Spinocerebellar ataxia is a group of genetic conditions of the nervous system whereby cells in certain areas of the brain get damaged and die. This leads to progressive problems with movement, coordination and balance (ataxia). Depending on the type of spinocerebellar ataxia, people may develop different signs and symptoms, such as speech and swallowing difficulties, muscle stiffness, weakness in the muscles that control eye movement and cognitive (mental) impairment. Symptoms usually appear during adulthood.

Spinocerebellar ataxia is a long-term debilitating condition involving progressive slowing of gait, often associated with poor coordination of speech, hands and eye movement.

At the time of designation, spinocerebellar ataxia affected approximately 0.2 in 10,000 people in the European Union (EU). This was equivalent to a total of around 10,000 people*, and is below the ceiling for orphan designation, which is 5 people in 10,000. This is based on the information provided by the sponsor and the knowledge of the Committee for Orphan Medicinal Products (COMP).

*Disclaimer: For the purpose of the designation, the number of patients affected by the condition is estimated and assessed on the basis of data from the European Union (EU 28), Norway, Iceland and Liechtenstein. This represents a population of 517,400,000 (Eurostat 2018).

At the time of designation, no satisfactory methods were authorised in the EU for the treatment of spinocerebellar ataxia. Patients were mainly given supportive treatment including physiotherapy, occupational therapy, and speech therapy aimed at easing the symptoms of the condition.

Acetylleucine has been authorised in some countries for the treatment of vertigo (a spinning sensation that affects balance). The way acetylleucine works in spinocerebellar ataxia is not clear, but it is thought to stabilise the nerve cells responsible for balance and for coordinating movement. This is expected to improve movement control and coordination in patients with the disease.

The effects of the medicine have been evaluated in experimental models.

At the time of submission of the application for orphan designation, no clinical trials with the medicine in patients with spinocerebellar ataxia were ongoing.

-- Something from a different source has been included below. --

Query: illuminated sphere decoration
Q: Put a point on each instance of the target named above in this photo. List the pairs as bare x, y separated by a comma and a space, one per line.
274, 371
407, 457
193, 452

At the time of submission, the medicine was not authorised anywhere in the EU for spinocerebellar ataxia. Orphan designation of the medicine had been granted in the United States for this condition.

In accordance with Regulation (EC) No 141/2000 of 16 December 1999, the COMP adopted a positive opinion on 19 July 2018 recommending the granting of this designation.

• the seriousness of the condition;
• the existence of alternative methods of diagnosis, prevention or treatment;
• either the rarity of the condition (affecting not more than 5 in 10,000 people in the EU) or insufficient returns on investment.

Designated orphan medicinal products are products that are still under investigation and are considered for orphan designation on the basis of potential activity. An orphan designation is not a marketing authorisation. As a consequence, demonstration of quality, safety and efficacy is necessary before a product can be granted a marketing authorisation.